His mentorship holds significant, unquantifiable value for Minnesota’s youth, but he does really good stuff on the court, too! It goes without saying that he’s a vacuum cleaner on the defensive glass, and opponents are shooting 16.9 percent below their average when Garnett is the defender.

Minnesota’s starting frontcourt is fierce, but the perimeter defense can’t be overlooked. Wiggins and Rubio are both above-average hawks on the ball; long, physical, versatile troopers who can put their individual assignments in a straight jacket. (Wiggins tends to lose track of his man when he’s roaming on the weakside, but, like, he’s still 20 years old. Cut the guy some slack!) Prince is 35 years old, but those pterodactyl arms and adroit instincts aren’t going anywhere anytime soon.

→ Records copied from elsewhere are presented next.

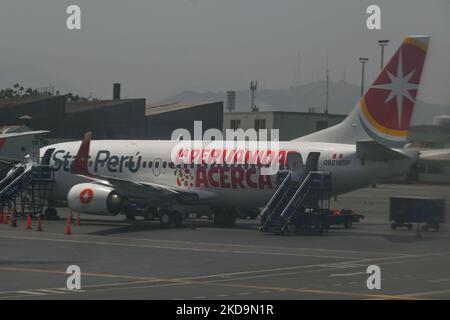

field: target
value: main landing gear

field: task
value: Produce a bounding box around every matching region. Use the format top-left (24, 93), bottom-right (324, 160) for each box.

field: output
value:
top-left (122, 206), bottom-right (183, 228)
top-left (159, 208), bottom-right (183, 228)
top-left (211, 207), bottom-right (237, 227)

#WellActually, the Timberwolves are big fat frauds

After reading all those nice words about Minnesota’s defense, why should you sell? Unfortunately, there’s almost too many reasons that suggest a steady drop from the top 10. Let’s start by looking at a few numbers.

So, we’re dealing with a small sample size here, and with it comes a lot of fluff. Players miss shots they’d normally make, and teams get away with defensive breakdowns that would cripple them if uncorrected over the course of an entire season. 

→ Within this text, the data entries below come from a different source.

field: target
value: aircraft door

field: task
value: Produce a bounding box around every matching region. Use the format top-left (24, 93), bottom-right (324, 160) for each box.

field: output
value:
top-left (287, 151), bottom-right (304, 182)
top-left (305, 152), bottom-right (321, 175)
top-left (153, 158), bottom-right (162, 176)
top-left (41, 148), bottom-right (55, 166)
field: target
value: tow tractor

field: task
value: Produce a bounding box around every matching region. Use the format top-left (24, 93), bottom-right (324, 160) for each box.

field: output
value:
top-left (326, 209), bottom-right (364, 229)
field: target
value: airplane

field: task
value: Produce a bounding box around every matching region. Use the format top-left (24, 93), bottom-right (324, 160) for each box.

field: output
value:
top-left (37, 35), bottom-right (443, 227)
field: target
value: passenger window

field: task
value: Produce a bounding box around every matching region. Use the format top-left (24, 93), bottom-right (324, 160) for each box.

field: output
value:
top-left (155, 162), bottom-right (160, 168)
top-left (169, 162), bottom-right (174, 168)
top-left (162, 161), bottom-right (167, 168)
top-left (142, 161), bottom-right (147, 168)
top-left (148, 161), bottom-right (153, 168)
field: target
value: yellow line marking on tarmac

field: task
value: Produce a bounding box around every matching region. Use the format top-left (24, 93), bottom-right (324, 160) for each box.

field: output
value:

On that note, opponents are shooting a slightly-below-average 42 percent on uncontested shots, including a very-below-average 35.6 percent from the mid range. (Atlanta’s Al Horford—a very dependable shooter—looked like he was in a gym all by himself when the two teams played on Monday.) 

But more significant than long twos, the Timberwolves are somehow holding teams to the NBA’s third lowest three-point percentage despite allowing the third most attempts per game (pretty sure shooters won’t go 6.7 percent from the right corner all year long). To recap: not guarding good shooters and letting teams fire away behind the three-point line is not a recipe for success, and consequences will catch up to any defense that does it. 

A lot of these problems relate to their depth. Minnesota’s bench is loaded with sieves. LaVine might be the worst perimeter defender in the Western Conference. He’s perpetually caught in screens or dives below them then forgets to recover; it’s suicidal to put him on anybody who knows how to dribble. 

Beyond that, Dieng is constantly out of position, Nemanja Bjelica is slow-footed on the perimeter, Muhammad and Adreian Payne are green and Kevin Martin is Kevin Martin. The following thought applies to almost every team in the league, but if any starter goes down these guys would drown. And as they stand, Garnett is already sitting back-to-backs.

What to make of all this? The Timberwolves have a cohesive starting lineup that complements each other well. They’re athletic, intelligent and frisky. But the margin for error will only narrow as the year goes on, and it’s difficult to get too high on a group that will clearly suffer once a few significant statistical averages start to normalize.

In the meantime, they’re an awesome feel-good story that should be appreciated to the fullest. So everyone go do that before it’s too late.